After two years, Carbon School District officials decided that middle school students will not take their Chromebooks home every night. The practice is not cost effective for the district, nor is it in the best interests of students.
On August 24, the first day of school, students will still use Chromebooks in class, but the devices will remain in classrooms at the close of each day.
Helper Middle School piloted Chromebooks as take home devices two and a half years ago. Helper and Mont Harmon fully implemented take home devices in the fall of 2015. District officials intend for Chromebooks to partially replace textbooks. They are also vehicles for sending assignments home.
However the damage and loss problem, which was small at first, blossomed this past year caused the middle school principals and the technology department to reevaluate how the program was working. Some of the damage was accidental, but much of it resulted from students using the devices improperly and damaging them.
“All of us at Helper Middle School are 100 percent in support of restricting Chromebooks to classroom use,” said Mika Salas, the Principal of the school.
According to Phil Feichko, Carbon School District’s Director of Technology, the abuse rate was causing some real problems, including ballooning costs to the district. At the May meeting of the Carbon School Board, he and Seth Allred, Principal at Mont Harmon told the board about the problems with the Chromebook take home program.
“We are kind of looking at a refresh for next year and look at it from a financial standpoint,” Feichko told the board. “We have had about 350 broken screens this year.”
Not all broken screens came from the middle schools, but most are from those campuses and that age group.
“We also have to consider that when we begin school we have to pass them out and get them all set up with the students.

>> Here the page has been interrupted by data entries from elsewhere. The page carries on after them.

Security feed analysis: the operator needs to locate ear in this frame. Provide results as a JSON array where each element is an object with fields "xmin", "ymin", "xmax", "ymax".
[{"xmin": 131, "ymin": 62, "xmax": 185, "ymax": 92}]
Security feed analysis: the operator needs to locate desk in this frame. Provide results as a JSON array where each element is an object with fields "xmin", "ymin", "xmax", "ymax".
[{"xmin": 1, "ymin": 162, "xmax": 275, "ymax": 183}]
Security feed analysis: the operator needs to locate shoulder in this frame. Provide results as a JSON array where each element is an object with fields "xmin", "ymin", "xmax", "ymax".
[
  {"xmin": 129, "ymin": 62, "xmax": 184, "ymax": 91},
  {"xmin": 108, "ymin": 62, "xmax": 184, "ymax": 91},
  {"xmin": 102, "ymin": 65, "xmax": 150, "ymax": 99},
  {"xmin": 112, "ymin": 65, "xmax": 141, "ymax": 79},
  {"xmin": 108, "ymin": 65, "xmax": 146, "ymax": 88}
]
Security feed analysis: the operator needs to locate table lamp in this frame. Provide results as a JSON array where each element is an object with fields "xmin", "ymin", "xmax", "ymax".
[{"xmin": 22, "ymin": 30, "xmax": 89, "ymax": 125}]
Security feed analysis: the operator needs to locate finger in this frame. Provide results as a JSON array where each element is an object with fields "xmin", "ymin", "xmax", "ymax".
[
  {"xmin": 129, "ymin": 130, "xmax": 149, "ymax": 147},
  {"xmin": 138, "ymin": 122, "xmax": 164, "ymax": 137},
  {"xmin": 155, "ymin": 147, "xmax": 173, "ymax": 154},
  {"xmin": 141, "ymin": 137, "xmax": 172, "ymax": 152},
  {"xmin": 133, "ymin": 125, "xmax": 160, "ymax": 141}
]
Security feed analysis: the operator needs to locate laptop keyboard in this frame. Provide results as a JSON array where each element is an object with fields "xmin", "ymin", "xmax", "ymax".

If the devices are in classrooms in carts, they would be available the first day of classes,” he noted. “I think with that kind of a process the repairs on these devices would almost go to zero.”
He said he has also heard a lot of complaints not only from teachers and administrators but also from parents about the fact that the Chromebooks at home become distractions, often being used for things not related to school such as playing games and other activities.
When asked by the board about the homework situation that the devices were supposed to help with, Allred said that the ten period schedule at the middle schools has changed that dynamic and homework has been drastically reduced.
“In talking to teachers there will be very little need for devices at home,” he said. “If there are projects or assignments that need that type of technology, most students have the equipment and ability to work from home. But we also will make allowances for students who may not have computers at home, so they can still take Chromebooks home at the end of the day in those limited circumstances. That is a conversation we will have to have with those students and their parents.”
The board asked the schools to contact parents through an official letter explaining how they will handle the use of the devices in the future.